サスフォーは歴史に爪痕を残すべく、まさに命がけで音楽を生み出していると考えられます。
時代の最先端はいつも今この瞬間。
はるかなる進化の果てに生まれた最新型モデルが、今の私たち人間です。
そして例え誰かが亡くなっても、命の営みそのものは続いていきます。
そう意識してみると、今こうして生きることのありがたさを強く実感しやすいかもしれません。
そんな今ある命を祝して、拍手をしながら音楽を奏でるというわけですね。
その先にあるもの
この最前線 無謀の果て
さあ手を叩け
出典: Vanessa/作詞:Kazuki Washiyama 作曲:Kazuki Washiyama
結局、この歌詞の主人公がワシヤマさん自身だったのかどうかは明らかにはなりませんでした。

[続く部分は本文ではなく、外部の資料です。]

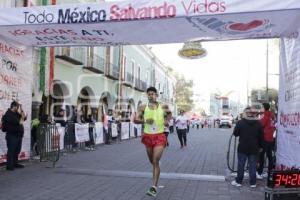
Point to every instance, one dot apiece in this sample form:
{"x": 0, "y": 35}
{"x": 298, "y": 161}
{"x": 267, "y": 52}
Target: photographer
{"x": 13, "y": 122}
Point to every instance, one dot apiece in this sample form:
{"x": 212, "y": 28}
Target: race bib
{"x": 153, "y": 128}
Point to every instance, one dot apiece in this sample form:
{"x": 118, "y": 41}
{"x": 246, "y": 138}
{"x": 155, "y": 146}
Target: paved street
{"x": 121, "y": 171}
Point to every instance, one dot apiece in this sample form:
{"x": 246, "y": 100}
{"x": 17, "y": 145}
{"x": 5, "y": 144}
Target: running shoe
{"x": 152, "y": 192}
{"x": 234, "y": 183}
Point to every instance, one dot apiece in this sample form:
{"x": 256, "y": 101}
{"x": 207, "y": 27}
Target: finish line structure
{"x": 155, "y": 22}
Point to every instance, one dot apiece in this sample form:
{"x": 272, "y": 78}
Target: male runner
{"x": 153, "y": 117}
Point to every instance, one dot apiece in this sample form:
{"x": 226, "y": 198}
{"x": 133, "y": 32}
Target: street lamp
{"x": 192, "y": 50}
{"x": 267, "y": 72}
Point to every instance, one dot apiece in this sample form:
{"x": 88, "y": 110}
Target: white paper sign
{"x": 139, "y": 129}
{"x": 82, "y": 132}
{"x": 114, "y": 130}
{"x": 108, "y": 23}
{"x": 15, "y": 84}
{"x": 124, "y": 130}
{"x": 99, "y": 133}
{"x": 61, "y": 131}
{"x": 132, "y": 127}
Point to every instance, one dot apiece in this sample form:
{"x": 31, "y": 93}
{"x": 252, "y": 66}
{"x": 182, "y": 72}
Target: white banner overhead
{"x": 133, "y": 22}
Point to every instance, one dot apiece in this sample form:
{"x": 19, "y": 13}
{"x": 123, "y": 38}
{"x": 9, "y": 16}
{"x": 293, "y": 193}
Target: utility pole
{"x": 267, "y": 72}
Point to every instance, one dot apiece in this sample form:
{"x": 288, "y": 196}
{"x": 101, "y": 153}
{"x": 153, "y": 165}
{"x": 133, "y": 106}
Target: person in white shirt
{"x": 181, "y": 127}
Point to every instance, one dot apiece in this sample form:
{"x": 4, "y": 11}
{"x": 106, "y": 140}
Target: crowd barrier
{"x": 49, "y": 142}
{"x": 54, "y": 139}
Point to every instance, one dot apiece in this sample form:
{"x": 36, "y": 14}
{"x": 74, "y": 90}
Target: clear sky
{"x": 228, "y": 66}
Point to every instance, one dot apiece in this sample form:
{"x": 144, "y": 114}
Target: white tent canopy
{"x": 149, "y": 22}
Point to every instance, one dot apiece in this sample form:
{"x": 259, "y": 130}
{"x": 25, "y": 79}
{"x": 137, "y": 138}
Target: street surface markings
{"x": 133, "y": 174}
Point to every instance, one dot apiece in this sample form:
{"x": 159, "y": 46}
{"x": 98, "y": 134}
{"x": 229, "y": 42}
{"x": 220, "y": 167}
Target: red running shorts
{"x": 152, "y": 140}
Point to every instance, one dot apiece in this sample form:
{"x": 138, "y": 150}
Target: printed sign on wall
{"x": 15, "y": 84}
{"x": 288, "y": 134}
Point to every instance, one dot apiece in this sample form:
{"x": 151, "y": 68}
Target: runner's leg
{"x": 157, "y": 153}
{"x": 150, "y": 154}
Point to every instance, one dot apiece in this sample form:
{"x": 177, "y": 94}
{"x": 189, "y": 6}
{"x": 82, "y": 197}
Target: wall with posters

むしろ身の丈サイズのワシヤマさんのイメージにはあまりこだわらないほうがいいかもしれません。
確かにこの曲は、サスフォーというバンドの音楽に対する姿勢が描かれているかのような歌詞でした。
しかし、意味は1つだけとは限らず、想像力を働かせることが大切!
つまりこの曲の主人公はあなたです。
そうやってリスナーそれぞれの物語が様々に紡がれていくことが、サスフォーの思い描く未来かもしれませんね。